Whiskyhelden: Die Suche nach der Ecclefechan Distillery

Am 19. Januar 1829 steht Brennerei-Besitzer John McVitie in Edinburgh vor Gericht. Er soll die Ecclefechan Distillery in Schutt und Asche gelegt haben. Doch der Prozess nimmt eine Wendung, mit der niemand gerechnet hat. 190 Jahre später begeben sich zwei deutsche Whisky-Nerds auf Spurensuche.  
Spezialisten für alte Abfüllungen und Brothers in Crime: Jens Fahr und Gregor Haslinger

Gewöhnliche Touristen, die nach Dumfries reisen, besichtigen das Robert Burns Mausoleum, das Devil's Porridge Museum, den Lockerbie Garden of Remembrance oder die Annandale Distillery. Doch Jens Fahr  und Gregor Haslinger sind keine gewöhnlichen Touristen. Sie sind Whisky History Buffs und Jäger des verlorenen Schatzes. Seit Jahren  jagen sie die verborgenen Überreste der reichhaltigen schottischen Whisky-Geschichte, ehe diese gänzlich vom Winde verweht und von Bulldozern platt gemacht werden.

Auch bei Dumfries gibt es einen solchen Schatz.  Denn hier, nur 7 Meilen von der Grenze zu England entfernt und nur 6 Meilen von der neuen Annandale Distillery, befinden sich irgendwo noch die letzten Überreste der Ecclefechan Distillery.
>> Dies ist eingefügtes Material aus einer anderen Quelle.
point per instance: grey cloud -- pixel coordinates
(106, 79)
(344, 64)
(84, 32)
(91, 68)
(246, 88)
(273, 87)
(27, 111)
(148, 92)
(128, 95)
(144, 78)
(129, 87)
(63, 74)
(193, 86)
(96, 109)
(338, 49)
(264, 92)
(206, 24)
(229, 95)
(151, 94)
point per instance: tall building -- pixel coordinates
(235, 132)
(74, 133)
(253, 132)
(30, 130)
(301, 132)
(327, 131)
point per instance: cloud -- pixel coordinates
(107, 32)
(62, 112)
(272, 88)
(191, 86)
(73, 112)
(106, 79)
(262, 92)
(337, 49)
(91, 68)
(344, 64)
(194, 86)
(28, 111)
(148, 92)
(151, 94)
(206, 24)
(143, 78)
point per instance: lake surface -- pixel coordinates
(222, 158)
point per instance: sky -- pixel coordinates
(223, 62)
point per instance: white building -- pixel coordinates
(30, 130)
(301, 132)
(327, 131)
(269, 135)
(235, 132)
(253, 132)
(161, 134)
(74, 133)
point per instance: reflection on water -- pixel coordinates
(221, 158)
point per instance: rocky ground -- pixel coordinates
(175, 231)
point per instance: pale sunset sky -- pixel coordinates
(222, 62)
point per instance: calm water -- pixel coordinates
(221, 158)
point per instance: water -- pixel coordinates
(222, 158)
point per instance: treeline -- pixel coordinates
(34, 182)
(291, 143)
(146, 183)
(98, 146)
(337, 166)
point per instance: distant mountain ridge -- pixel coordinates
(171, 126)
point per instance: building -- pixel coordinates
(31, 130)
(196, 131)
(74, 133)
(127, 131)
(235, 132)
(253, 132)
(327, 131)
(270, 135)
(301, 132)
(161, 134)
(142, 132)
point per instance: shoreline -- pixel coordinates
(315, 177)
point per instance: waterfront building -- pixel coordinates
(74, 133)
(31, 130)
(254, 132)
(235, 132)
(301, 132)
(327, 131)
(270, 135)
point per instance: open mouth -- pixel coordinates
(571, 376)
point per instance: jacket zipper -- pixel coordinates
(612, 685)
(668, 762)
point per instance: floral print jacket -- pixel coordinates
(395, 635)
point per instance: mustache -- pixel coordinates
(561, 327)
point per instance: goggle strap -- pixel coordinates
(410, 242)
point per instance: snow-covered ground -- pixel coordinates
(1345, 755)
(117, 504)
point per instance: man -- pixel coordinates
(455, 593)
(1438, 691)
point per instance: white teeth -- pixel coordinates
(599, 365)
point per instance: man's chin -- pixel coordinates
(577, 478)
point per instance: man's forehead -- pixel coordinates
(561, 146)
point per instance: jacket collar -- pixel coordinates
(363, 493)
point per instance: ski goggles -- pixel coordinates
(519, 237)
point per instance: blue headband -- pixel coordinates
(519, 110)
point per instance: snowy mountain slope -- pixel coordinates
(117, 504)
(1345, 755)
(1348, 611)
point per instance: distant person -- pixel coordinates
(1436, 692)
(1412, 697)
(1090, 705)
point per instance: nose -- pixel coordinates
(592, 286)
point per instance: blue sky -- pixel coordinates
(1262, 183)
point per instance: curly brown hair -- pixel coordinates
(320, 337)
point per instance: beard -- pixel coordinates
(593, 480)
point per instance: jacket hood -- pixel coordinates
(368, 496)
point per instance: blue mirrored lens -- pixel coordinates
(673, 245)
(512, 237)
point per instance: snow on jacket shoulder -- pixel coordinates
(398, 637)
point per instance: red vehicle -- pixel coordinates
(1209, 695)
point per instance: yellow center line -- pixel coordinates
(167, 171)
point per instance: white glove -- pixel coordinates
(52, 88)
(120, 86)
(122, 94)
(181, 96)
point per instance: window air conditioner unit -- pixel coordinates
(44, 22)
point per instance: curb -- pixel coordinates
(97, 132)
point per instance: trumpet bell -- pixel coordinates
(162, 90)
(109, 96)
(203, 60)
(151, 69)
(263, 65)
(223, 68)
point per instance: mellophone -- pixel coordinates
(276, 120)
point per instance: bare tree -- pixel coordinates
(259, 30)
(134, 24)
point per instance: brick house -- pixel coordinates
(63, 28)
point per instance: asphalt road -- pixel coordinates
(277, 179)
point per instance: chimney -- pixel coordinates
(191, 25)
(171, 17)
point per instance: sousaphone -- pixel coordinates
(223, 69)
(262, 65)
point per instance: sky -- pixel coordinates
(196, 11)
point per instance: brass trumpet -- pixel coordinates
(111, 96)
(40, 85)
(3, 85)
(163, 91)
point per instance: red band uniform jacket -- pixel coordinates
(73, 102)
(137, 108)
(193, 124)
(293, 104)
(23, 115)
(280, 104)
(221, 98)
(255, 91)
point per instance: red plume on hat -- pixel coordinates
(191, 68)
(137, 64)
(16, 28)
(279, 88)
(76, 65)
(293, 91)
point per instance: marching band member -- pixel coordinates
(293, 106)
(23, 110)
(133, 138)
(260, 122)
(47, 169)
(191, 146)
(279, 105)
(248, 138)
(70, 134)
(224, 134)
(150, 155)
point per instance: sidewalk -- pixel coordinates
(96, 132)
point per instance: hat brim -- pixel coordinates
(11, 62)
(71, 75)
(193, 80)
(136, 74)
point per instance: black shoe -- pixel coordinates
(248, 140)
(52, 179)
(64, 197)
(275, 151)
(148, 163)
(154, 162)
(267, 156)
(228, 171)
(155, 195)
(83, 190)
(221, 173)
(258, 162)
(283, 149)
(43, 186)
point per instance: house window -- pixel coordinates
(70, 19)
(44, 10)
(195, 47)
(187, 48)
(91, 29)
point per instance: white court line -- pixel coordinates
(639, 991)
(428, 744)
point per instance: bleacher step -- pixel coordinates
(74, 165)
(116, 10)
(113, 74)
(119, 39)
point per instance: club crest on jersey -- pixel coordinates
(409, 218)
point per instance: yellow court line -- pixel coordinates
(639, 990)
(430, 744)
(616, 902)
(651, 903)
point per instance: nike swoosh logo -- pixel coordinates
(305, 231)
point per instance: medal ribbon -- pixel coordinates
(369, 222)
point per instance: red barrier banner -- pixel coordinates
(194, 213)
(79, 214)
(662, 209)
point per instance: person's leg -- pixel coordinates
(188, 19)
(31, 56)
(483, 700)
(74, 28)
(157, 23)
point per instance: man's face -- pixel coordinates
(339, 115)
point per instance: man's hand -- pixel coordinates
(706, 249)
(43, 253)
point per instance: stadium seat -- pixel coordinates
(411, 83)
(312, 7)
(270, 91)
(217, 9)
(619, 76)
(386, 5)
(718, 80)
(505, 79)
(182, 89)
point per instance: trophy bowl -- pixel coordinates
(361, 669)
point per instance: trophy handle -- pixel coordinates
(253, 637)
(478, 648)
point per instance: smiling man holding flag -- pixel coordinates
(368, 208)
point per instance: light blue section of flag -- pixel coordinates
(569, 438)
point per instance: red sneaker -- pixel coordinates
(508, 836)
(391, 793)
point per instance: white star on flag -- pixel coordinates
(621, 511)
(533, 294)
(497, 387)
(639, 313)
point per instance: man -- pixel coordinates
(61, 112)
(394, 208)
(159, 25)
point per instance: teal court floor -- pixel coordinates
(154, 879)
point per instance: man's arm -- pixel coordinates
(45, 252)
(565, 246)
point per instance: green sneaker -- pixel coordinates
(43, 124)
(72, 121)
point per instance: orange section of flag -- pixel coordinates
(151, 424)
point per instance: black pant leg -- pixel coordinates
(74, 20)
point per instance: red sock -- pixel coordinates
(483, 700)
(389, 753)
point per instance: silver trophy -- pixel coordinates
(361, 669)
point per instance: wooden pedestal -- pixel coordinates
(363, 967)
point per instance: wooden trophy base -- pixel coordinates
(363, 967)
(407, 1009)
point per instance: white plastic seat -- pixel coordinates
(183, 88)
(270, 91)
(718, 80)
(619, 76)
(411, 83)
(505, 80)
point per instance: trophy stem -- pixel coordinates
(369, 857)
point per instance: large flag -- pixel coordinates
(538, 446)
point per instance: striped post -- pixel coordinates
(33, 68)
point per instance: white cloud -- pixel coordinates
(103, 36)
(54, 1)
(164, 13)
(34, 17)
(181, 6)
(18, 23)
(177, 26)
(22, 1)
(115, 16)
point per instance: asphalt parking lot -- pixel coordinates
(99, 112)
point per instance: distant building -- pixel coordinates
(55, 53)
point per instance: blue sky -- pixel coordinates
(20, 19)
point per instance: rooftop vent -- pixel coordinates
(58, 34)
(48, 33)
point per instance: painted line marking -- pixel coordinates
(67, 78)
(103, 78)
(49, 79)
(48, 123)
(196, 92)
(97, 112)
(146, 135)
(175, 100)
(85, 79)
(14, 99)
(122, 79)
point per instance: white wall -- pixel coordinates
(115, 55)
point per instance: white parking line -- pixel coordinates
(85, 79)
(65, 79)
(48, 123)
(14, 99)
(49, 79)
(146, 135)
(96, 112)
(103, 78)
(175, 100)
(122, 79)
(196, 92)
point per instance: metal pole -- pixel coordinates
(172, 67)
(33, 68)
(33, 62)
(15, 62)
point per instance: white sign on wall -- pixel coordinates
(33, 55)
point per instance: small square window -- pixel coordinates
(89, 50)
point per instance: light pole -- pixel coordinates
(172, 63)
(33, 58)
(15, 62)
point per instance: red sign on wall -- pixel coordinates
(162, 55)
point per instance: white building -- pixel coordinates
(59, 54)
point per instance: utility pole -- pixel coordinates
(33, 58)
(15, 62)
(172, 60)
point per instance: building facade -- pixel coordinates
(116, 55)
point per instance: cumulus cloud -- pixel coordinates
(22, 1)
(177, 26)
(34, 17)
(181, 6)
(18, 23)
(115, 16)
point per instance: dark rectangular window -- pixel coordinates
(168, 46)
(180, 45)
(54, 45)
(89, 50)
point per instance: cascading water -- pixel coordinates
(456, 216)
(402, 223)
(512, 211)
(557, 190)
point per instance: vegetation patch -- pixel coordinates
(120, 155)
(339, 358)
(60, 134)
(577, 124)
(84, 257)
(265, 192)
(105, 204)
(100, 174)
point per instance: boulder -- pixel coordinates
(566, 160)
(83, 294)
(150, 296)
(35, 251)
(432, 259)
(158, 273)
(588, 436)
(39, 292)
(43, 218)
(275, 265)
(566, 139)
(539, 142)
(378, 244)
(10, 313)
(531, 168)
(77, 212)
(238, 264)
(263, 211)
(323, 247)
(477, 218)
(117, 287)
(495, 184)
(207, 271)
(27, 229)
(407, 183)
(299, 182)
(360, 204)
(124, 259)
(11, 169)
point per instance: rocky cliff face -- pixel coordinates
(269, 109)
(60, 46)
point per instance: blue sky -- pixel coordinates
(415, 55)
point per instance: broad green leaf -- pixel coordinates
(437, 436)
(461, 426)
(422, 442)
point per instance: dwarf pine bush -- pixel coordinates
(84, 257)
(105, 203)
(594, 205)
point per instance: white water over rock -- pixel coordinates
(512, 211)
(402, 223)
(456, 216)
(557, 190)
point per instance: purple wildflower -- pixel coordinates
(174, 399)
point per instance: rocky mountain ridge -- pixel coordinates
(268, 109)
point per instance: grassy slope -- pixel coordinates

Und die wollen Jens und Gregor finden.

Ecclefechan Distillery



Ein besonders langes Leben war der Ecclefechan Distillery nicht vergönnt. Gerade einmal vier Jahre lang, von 1824 bis 1828, hat sie existiert, und bisher ist nicht allzu viel über sie bekannt. Also, genau genommen ist eigentlich nichts über sie bekannt. Doch das ausgiebige Wühlen in alten online-Archiven hat eine Geschichte zu Tage gebracht, die so skurril und eigenartig ist, wie sie nur in Schottland passieren kann.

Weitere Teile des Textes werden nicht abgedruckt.